What’s it rated? PG-13

What’s it worth, Anna? Full price

What’s it worth, Glen? Full price

Where’s it showing? Max

Clint Eastwood (Unforgiven, Million Dollar Baby, Gran Torino) directs this legal thriller written by Jonathan A. Abrams about journalist Justin Kemp (Nicholas Hoult), who’s selected to serve on the jury of a high-profile murder trial. As the trial begins, he realizes he may have been involved. (98 min.)

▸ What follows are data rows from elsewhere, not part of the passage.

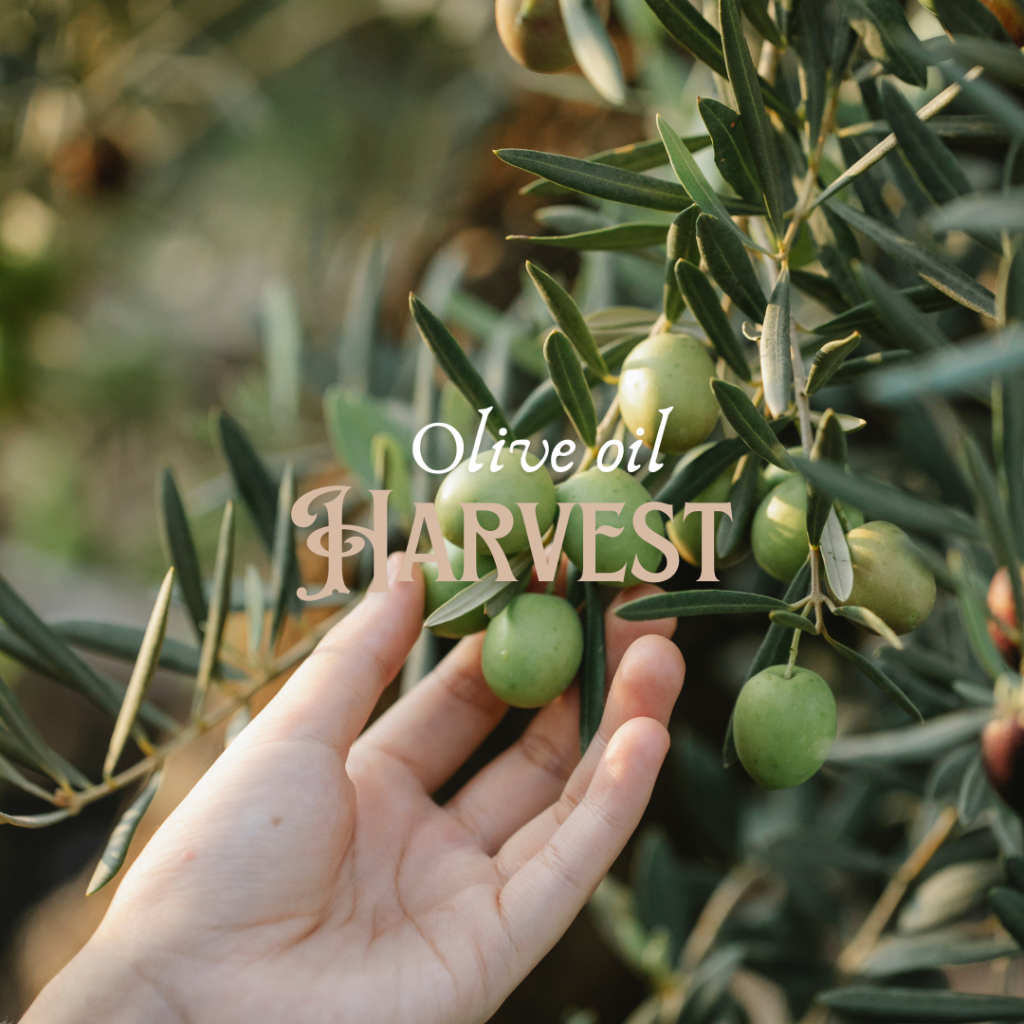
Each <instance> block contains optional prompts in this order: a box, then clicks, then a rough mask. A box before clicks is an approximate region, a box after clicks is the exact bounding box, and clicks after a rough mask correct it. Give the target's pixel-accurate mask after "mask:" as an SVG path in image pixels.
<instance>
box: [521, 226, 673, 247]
mask: <svg viewBox="0 0 1024 1024" xmlns="http://www.w3.org/2000/svg"><path fill="white" fill-rule="evenodd" d="M665 233H666V229H665V224H656V223H644V222H643V221H633V222H632V223H629V224H612V225H611V226H609V227H598V228H594V229H593V230H588V231H574V232H572V233H569V234H509V236H507V240H508V241H509V242H532V243H535V244H536V245H539V246H551V247H553V248H555V249H572V250H575V251H578V252H622V251H629V250H633V249H649V248H650V247H651V246H660V245H665Z"/></svg>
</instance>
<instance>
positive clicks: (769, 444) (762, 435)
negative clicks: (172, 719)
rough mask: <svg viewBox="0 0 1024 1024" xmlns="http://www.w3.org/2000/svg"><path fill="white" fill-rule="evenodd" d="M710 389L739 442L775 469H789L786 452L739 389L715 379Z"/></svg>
mask: <svg viewBox="0 0 1024 1024" xmlns="http://www.w3.org/2000/svg"><path fill="white" fill-rule="evenodd" d="M711 387H712V390H713V391H714V392H715V397H716V398H717V399H718V403H719V406H720V407H721V409H722V413H723V415H724V416H725V418H726V419H727V420H728V421H729V423H731V424H732V427H733V429H734V430H735V431H736V433H737V434H739V437H740V439H741V440H742V442H743V443H744V444H745V445H746V446H748V447H749V449H750V450H751V451H752V452H753V453H754V454H755V455H756V456H759V457H760V458H762V459H764V460H765V462H770V463H771V464H772V465H773V466H778V468H779V469H786V470H793V468H794V463H793V460H792V459H791V458H790V455H788V453H787V452H786V451H785V449H784V447H783V446H782V444H781V443H780V442H779V439H778V438H777V437H776V436H775V433H774V431H773V430H772V429H771V427H770V426H769V425H768V423H767V421H766V420H765V418H764V417H763V416H762V415H761V414H760V413H759V412H758V411H757V409H755V408H754V402H752V401H751V399H750V398H749V397H748V396H746V393H745V392H744V391H743V389H742V388H740V387H738V386H737V385H736V384H730V383H728V381H723V380H718V379H715V380H713V381H712V382H711Z"/></svg>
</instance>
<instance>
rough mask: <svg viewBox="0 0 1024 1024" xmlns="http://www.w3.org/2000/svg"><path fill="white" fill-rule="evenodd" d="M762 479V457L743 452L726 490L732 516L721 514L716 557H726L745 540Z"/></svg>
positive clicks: (731, 554)
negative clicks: (745, 454)
mask: <svg viewBox="0 0 1024 1024" xmlns="http://www.w3.org/2000/svg"><path fill="white" fill-rule="evenodd" d="M760 482H761V460H760V459H758V458H757V456H755V455H754V454H753V453H748V454H746V455H745V456H743V465H742V467H740V470H739V476H738V477H737V478H736V481H735V483H733V484H732V487H731V488H730V490H729V503H730V504H731V505H732V518H731V519H730V518H729V517H728V516H725V515H724V516H722V519H721V523H720V524H719V527H718V536H717V537H716V539H715V552H716V554H717V555H718V557H719V558H728V557H730V556H731V555H732V554H733V553H734V552H735V551H737V550H738V549H739V548H740V545H742V544H743V542H744V541H745V540H746V531H748V528H749V527H750V525H751V520H752V519H753V518H754V512H755V510H756V509H757V507H758V485H759V484H760Z"/></svg>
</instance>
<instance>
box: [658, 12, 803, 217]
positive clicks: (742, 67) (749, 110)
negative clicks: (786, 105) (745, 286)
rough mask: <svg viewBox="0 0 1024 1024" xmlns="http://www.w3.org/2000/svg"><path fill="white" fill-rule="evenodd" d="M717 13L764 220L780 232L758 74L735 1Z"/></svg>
mask: <svg viewBox="0 0 1024 1024" xmlns="http://www.w3.org/2000/svg"><path fill="white" fill-rule="evenodd" d="M718 11H719V20H720V22H721V26H722V49H723V52H724V54H725V70H726V73H727V75H728V79H729V84H730V85H731V86H732V91H733V94H734V95H735V97H736V103H737V104H738V106H739V115H740V118H741V124H742V128H743V134H744V135H745V136H746V141H748V143H749V145H750V150H751V154H752V155H753V157H754V165H755V167H756V168H757V171H758V176H759V177H760V179H761V183H762V186H763V189H764V200H765V205H766V206H767V208H768V216H769V218H770V219H771V222H772V224H773V225H774V227H775V230H776V231H780V230H781V227H782V205H783V204H782V186H781V182H780V181H779V175H778V160H777V159H776V157H775V146H774V141H773V135H772V128H771V124H770V122H769V121H768V114H767V112H766V111H765V103H764V97H763V96H762V94H761V87H760V84H759V81H758V73H757V71H756V70H755V68H754V61H753V60H751V51H750V47H749V46H748V45H746V37H745V36H744V35H743V23H742V18H741V17H740V16H739V8H738V6H737V5H736V0H719V8H718ZM670 156H671V154H670Z"/></svg>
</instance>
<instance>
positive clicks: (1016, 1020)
mask: <svg viewBox="0 0 1024 1024" xmlns="http://www.w3.org/2000/svg"><path fill="white" fill-rule="evenodd" d="M818 1001H819V1002H823V1004H824V1005H825V1006H826V1007H828V1008H830V1009H831V1010H837V1011H839V1012H840V1013H841V1014H849V1015H850V1016H853V1017H858V1018H860V1019H861V1020H869V1021H886V1022H896V1021H900V1022H904V1024H974V1022H981V1021H1018V1020H1024V999H1018V998H1015V997H1014V996H1010V995H975V994H973V993H970V992H949V991H941V990H936V989H922V988H896V987H895V986H892V987H890V986H885V987H873V986H871V987H868V986H866V985H863V986H861V985H851V986H850V987H849V988H834V989H831V990H830V991H827V992H821V993H820V994H819V995H818Z"/></svg>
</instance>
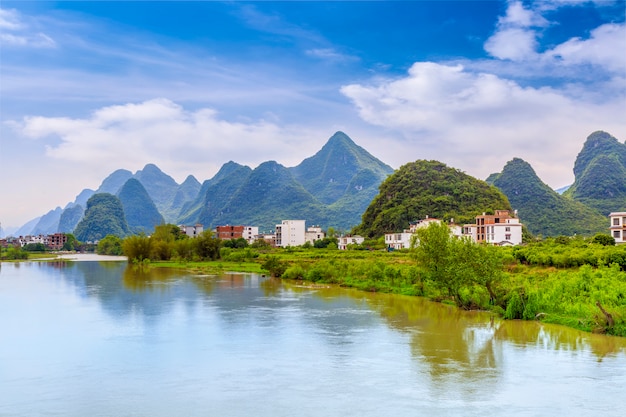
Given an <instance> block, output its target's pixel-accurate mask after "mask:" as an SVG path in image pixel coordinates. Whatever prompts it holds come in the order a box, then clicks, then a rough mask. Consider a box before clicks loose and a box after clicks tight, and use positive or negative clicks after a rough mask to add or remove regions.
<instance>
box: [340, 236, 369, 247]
mask: <svg viewBox="0 0 626 417" xmlns="http://www.w3.org/2000/svg"><path fill="white" fill-rule="evenodd" d="M364 241H365V238H364V237H363V236H359V235H354V236H341V237H339V238H337V249H340V250H346V249H348V245H361V244H363V242H364Z"/></svg>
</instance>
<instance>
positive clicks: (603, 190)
mask: <svg viewBox="0 0 626 417" xmlns="http://www.w3.org/2000/svg"><path fill="white" fill-rule="evenodd" d="M574 177H575V180H574V184H572V186H571V187H570V188H569V189H568V190H567V191H566V192H565V193H564V195H565V196H567V197H570V198H572V199H574V200H576V201H579V202H581V203H584V204H585V205H587V206H589V207H593V208H595V209H597V210H598V211H600V213H602V214H603V215H605V216H607V215H608V214H609V213H610V212H612V211H626V143H620V142H619V141H618V140H617V139H615V138H614V137H613V136H611V135H610V134H608V133H606V132H602V131H597V132H594V133H592V134H591V135H589V136H588V137H587V140H586V141H585V144H584V145H583V148H582V150H581V151H580V153H579V154H578V156H577V157H576V162H575V163H574Z"/></svg>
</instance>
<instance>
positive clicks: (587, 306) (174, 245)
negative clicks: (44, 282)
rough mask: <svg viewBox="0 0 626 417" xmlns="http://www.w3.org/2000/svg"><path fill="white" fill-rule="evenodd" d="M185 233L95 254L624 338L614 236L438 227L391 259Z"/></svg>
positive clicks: (333, 244)
mask: <svg viewBox="0 0 626 417" xmlns="http://www.w3.org/2000/svg"><path fill="white" fill-rule="evenodd" d="M179 230H180V229H179V228H178V227H177V226H175V225H161V226H158V227H157V228H156V231H155V233H154V234H152V235H151V236H150V237H148V236H145V235H134V236H130V237H127V238H125V239H120V238H117V237H115V236H107V237H106V238H104V239H102V240H101V241H100V243H99V244H98V246H97V248H96V252H97V253H99V254H107V255H126V256H128V259H129V262H131V263H133V264H135V265H137V267H169V268H183V269H186V270H189V271H191V272H193V273H197V274H215V273H220V272H226V271H237V272H254V273H260V274H269V275H272V276H273V277H277V278H282V279H291V280H301V281H303V283H306V285H311V284H333V285H339V286H345V287H353V288H357V289H360V290H364V291H377V292H387V293H397V294H405V295H413V296H420V297H425V298H428V299H431V300H433V301H438V302H442V303H448V304H454V305H456V306H458V308H462V309H481V310H489V311H491V312H493V313H494V314H497V315H498V316H500V317H503V318H505V319H522V320H539V321H542V322H546V323H557V324H562V325H566V326H569V327H573V328H577V329H580V330H584V331H589V332H597V333H606V334H611V335H616V336H622V337H626V245H618V246H615V245H614V244H613V242H612V239H611V238H610V236H608V235H601V234H599V235H596V236H595V237H593V238H583V237H565V236H561V237H557V238H546V239H543V240H534V241H530V242H527V243H526V244H525V245H522V246H515V247H498V246H490V245H483V244H476V243H473V242H471V241H469V240H465V239H458V238H456V237H454V236H452V235H451V234H450V231H449V228H448V227H447V226H446V225H445V224H442V223H436V222H434V223H433V224H431V225H430V226H429V227H427V228H423V229H420V230H418V231H417V234H416V236H417V239H419V244H418V245H415V246H414V248H413V249H410V250H400V251H392V252H388V251H387V250H385V244H384V241H382V239H372V240H366V241H365V242H364V243H363V244H362V245H352V246H350V247H349V248H348V250H337V246H336V243H335V239H334V238H333V237H327V238H325V239H324V240H321V241H317V242H316V243H315V245H310V244H305V245H303V246H299V247H288V248H272V247H269V246H268V245H267V244H266V243H265V242H255V243H253V244H251V245H248V244H247V242H246V241H245V239H235V240H230V241H228V240H227V241H222V240H220V239H217V238H216V237H214V236H213V234H212V233H211V232H210V231H207V232H205V233H204V234H203V235H201V236H199V237H198V238H195V239H189V238H186V236H184V235H181V233H180V232H179ZM36 256H37V257H39V256H40V255H36Z"/></svg>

Glen: Clint Eastwood is a terrific, gifted, and wholly adept director, and this new thriller explores the moral quandary Kemp finds himself in. The recovering alcoholic has a baby on the way with wife Allison (Zoey Deutch). His life has turned around and his future is bright. However, he just happened to nearly relapse in the bar where the victim, Kendall Carter (Francesca Eastwood), had a fight with her boyfriend, James Sythe (Gabriel Basso), the man now on trial for her murder, on the very night Kendall died. After leaving the bar without drinking, Kemp realized he hit something with his car. He got out, looked around, saw nothing, and assumed he grazed a deer that ran off. Now sitting in the courtroom hearing the evidence, he realizes it might not have been a deer after all. So begins a series of choices he makes as he weighs putting an innocent man in prison versus saving himself from detection.

Anna: What are the chances, right? While a whole lot of things have to first go wrong and then go right for Kemp to be in this situation, he wields a secret that comes with more power than any one jury member should have. He’s got the choice of confessing, which he discusses with his lawyer and AA companion, Larry (Keifer Sutherland), swaying the jury to find Sythe innocent, or putting an innocent (of this crime, anyway) man in prison. Things get complicated when it’s revealed that there’s a retired detective (J.K. Simmons) on the jury who starts to poke into the circumstances of the crime and finds that the likelihood of a hit and run may outweigh a domestic assault. While Kemp manages to mitigate that threat, it doesn’t stop prosecutor Faith Killebrew (Toni Colette) from pursuing the truth and alerting Kemp’s wife, Allison, to the fact that his incident with the deer all those months back may not have been so innocent. It’s pretty gripping.

Glen: It’s also complicated by Killebrew’s political ambitions. She’s up for reelection, and she’s hoping a conviction in this case will assure she remains district attorney. Meanwhile, Sythe’s public defender, Eric Resnick (Chris Messina), is overworked and frankly doing a poor job of proving an alternate theory to the DA’s domestic violence argument. Why couldn’t it have been a hit-and-run? Why not more thoroughly challenge the state’s eyewitness, who couldn’t possibly have seen clearly that night? Like 12 Angry Men (1957), we witness the machinations in the deliberation room. The jurors are tired and want to get it over with, and most initially favor conviction. I sympathized with Kemp up to a point. Obviously, the right thing to do would be to tell the truth, but as his AA sponsor Larry explains, with his previous DUIs and history as a drunk, no one will believe he left the bar sober, and it was all a simple accident. It truly is an impossible situation with no easy answer. 

Anna: It certainly brings to light the uncomfortable truth: Justice in the hands of human beings is flawed and imperfect. There are no winners here. The film does a great job at conveying the discomfort of it all. While the circumstances are certainly ginned up for the big screen, the fact is that wrongful convictions happen all the time. Eastwood’s direction pays homage to 12 Angry Men while subtly marrying the consequences of conscience and self-preservation. It’s definitely worth a watch.